The Terminal Hotel Building at the northeast corner of Second and G Streets downtown was one of Davis’ finest pieces of local history.
Built in the 1920s, a stone’s throw from the Southern Pacific Depot where guests often arrived by train, the hotel for years served as the city’s social center, with Davis leaders and local organizations popularly reserving the large restaurant there as a meeting place to discuss city business.
After considerable public debate, however, the building was demolished in 2000 and replaced with the Chen Building, a multi-story retail and office building that’s since been filled with a variety of commercial tenants.
But while the historic hotel has been torn down for more than a dozen years, Davisites can now get a feel for what this corner of downtown once looked like, as several local historians have designed and helped facilitate the installation of a sign that commemorates the building and its long-standing history.
The display, titled “Remembering the Terminal Hotel,” was installed by city workers last week at the northeast corner of Second and G streets so it can be read while facing where the historic structure once stood, according to a city spokesman.
At the upper right-hand corner of the sign, text and an accompanying photo point out a cropping of tan bricks in front of the Chen Building that outline the “footprint” of the Terminal Building. The bricks were taken from the facade of the original hotel.
“It’s the location, this was the heart of the downtown at Second and G streets,” said Rich Rifkin, a member of the city’s Historical Resources Management Commission and the individual who, along with local historian John Lofland, helped shape the concept of the sign.
“G Street was the downtown, and the reason that Davis was created as a town was because of the train coming through and this was right next to the train station. It was sort of the heart of the town for its time,” Rifkin added.
The 24-by-36-inch free-standing sign features black-and-white pictures and historic tidbits of text describing the building’s history with additional details of the surrounding area.
In 1924, the hotel’s original owners — James Belenis and George Tingus — rebuilt their restaurant, the Terminal Cafe, on that corner. Three years later, the two decided to add a second floor that would house a hotel.
After World War II, G Street was considered out of date and the Terminal Hotel building, in addition to many other buildings near the hotel, were either torn down or remodeled “beyond recognition.”
The Terminal Hotel was not demolished, however, and in 1958 it was sold to new owners who updated the storefronts and added an “Old West” facade. The building then was renamed the Hotel Aggie and “served low-income clientele.”
Between the 1950s and the 1990s, restaurants, clubs and retail stores rotated in and out of the building’s ground floor, including a bar and nightclub that often featured live music acts called The Antique Bizarre, perhaps the most notable tenant during that period.
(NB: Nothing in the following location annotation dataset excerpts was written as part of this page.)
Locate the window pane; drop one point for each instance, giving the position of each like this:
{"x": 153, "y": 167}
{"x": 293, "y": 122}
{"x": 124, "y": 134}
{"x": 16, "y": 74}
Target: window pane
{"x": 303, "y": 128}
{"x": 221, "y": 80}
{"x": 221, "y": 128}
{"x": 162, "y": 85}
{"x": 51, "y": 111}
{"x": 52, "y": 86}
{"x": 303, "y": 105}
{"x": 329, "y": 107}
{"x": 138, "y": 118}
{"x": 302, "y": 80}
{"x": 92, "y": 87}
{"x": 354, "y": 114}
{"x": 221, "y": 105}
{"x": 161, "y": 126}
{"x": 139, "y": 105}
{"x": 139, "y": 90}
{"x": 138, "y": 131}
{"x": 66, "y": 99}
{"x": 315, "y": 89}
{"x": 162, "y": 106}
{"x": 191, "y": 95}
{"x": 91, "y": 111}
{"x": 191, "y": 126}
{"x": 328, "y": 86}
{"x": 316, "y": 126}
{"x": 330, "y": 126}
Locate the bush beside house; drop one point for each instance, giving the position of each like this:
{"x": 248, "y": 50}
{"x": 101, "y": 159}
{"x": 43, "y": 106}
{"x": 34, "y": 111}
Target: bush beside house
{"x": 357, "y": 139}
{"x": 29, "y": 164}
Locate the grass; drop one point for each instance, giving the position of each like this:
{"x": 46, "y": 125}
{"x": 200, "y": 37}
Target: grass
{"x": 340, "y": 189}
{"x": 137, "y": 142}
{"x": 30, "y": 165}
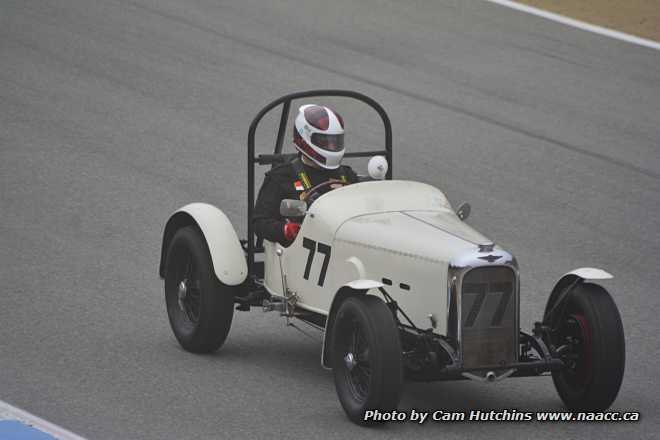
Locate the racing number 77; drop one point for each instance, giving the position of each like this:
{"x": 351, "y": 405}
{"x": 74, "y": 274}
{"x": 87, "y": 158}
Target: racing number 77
{"x": 312, "y": 246}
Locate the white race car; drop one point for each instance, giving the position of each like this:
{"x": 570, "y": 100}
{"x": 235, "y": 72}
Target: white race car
{"x": 398, "y": 283}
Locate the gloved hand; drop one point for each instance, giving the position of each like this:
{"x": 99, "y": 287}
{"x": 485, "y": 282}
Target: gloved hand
{"x": 291, "y": 230}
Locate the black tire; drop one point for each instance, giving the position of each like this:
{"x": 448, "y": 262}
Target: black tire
{"x": 364, "y": 327}
{"x": 201, "y": 321}
{"x": 595, "y": 365}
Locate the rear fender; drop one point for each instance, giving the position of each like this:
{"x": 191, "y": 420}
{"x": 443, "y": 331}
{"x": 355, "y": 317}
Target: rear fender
{"x": 227, "y": 256}
{"x": 353, "y": 288}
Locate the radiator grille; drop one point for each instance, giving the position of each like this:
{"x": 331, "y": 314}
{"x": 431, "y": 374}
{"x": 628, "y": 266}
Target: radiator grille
{"x": 488, "y": 317}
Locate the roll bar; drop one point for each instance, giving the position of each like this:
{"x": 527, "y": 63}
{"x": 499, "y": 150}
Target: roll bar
{"x": 278, "y": 157}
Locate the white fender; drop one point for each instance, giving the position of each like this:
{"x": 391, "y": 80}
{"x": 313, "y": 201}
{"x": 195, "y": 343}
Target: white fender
{"x": 364, "y": 284}
{"x": 590, "y": 273}
{"x": 227, "y": 255}
{"x": 583, "y": 273}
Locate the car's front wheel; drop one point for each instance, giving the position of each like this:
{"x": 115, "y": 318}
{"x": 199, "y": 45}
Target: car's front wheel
{"x": 366, "y": 357}
{"x": 591, "y": 333}
{"x": 199, "y": 306}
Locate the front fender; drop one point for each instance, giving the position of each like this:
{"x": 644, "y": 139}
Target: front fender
{"x": 353, "y": 288}
{"x": 574, "y": 276}
{"x": 227, "y": 256}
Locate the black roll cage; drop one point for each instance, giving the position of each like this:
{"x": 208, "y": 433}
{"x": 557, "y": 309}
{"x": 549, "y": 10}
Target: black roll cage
{"x": 277, "y": 156}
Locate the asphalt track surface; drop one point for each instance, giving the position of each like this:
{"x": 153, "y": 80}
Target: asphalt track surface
{"x": 115, "y": 113}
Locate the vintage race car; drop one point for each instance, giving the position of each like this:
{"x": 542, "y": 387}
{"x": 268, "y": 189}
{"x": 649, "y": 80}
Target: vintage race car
{"x": 398, "y": 283}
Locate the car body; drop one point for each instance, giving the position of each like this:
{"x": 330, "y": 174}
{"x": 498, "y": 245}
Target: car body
{"x": 400, "y": 286}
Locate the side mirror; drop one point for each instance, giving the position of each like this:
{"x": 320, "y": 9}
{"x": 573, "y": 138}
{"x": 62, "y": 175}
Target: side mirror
{"x": 377, "y": 167}
{"x": 463, "y": 211}
{"x": 293, "y": 208}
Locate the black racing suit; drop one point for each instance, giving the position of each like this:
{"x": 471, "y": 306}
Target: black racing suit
{"x": 286, "y": 182}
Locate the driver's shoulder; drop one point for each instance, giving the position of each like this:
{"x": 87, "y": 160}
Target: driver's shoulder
{"x": 283, "y": 171}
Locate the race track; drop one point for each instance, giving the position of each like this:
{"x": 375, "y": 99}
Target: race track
{"x": 113, "y": 114}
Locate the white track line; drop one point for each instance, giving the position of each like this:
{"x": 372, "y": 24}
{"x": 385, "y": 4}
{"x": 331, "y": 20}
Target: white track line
{"x": 37, "y": 422}
{"x": 579, "y": 24}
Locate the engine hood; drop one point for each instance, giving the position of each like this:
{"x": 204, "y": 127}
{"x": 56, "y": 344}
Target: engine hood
{"x": 438, "y": 236}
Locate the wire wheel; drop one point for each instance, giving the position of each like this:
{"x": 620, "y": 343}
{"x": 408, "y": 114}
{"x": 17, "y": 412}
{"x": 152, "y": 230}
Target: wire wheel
{"x": 366, "y": 357}
{"x": 588, "y": 335}
{"x": 199, "y": 306}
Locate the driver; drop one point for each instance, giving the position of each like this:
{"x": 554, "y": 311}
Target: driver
{"x": 318, "y": 135}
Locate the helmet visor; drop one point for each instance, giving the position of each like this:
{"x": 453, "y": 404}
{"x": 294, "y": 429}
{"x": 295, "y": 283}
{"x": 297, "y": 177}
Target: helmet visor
{"x": 329, "y": 142}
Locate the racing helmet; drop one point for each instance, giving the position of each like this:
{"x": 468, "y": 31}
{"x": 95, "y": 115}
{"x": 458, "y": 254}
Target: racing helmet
{"x": 318, "y": 133}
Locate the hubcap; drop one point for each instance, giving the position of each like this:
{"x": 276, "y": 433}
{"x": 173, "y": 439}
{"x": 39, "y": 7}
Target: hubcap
{"x": 183, "y": 289}
{"x": 350, "y": 361}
In 1976, a mural of the Davis Arch was painted on the north face of the Terminal Building by artist Terry Buckendorf as part of the city’s bicentennial celebration. The arch spanned Second Street, just west of G Street, from 1916 to 1924.
The sign was designed by DaRold DeSigns. It was paid for by funds collected by the city from developers Grace and Lee Chen when the Terminal building was demolished.
The sign will be unveiled officially during a brief ceremony at 10:30 a.m. Saturday at Second and G streets, according to Bob Bowen, the city’s public relations manager, who also helped coordinate the sign’s design and installation.
Rifkin hopes this type of display can serve as a model for other locations in Davis that have history attached to them, but nothing to remind people of that fact.
“It’s part of promoting Davis history, to make it kind of easy and palatable for people to understand,” Rifkin said last week about the new sign. “You don’t have to read a whole book; you just take a look at this.”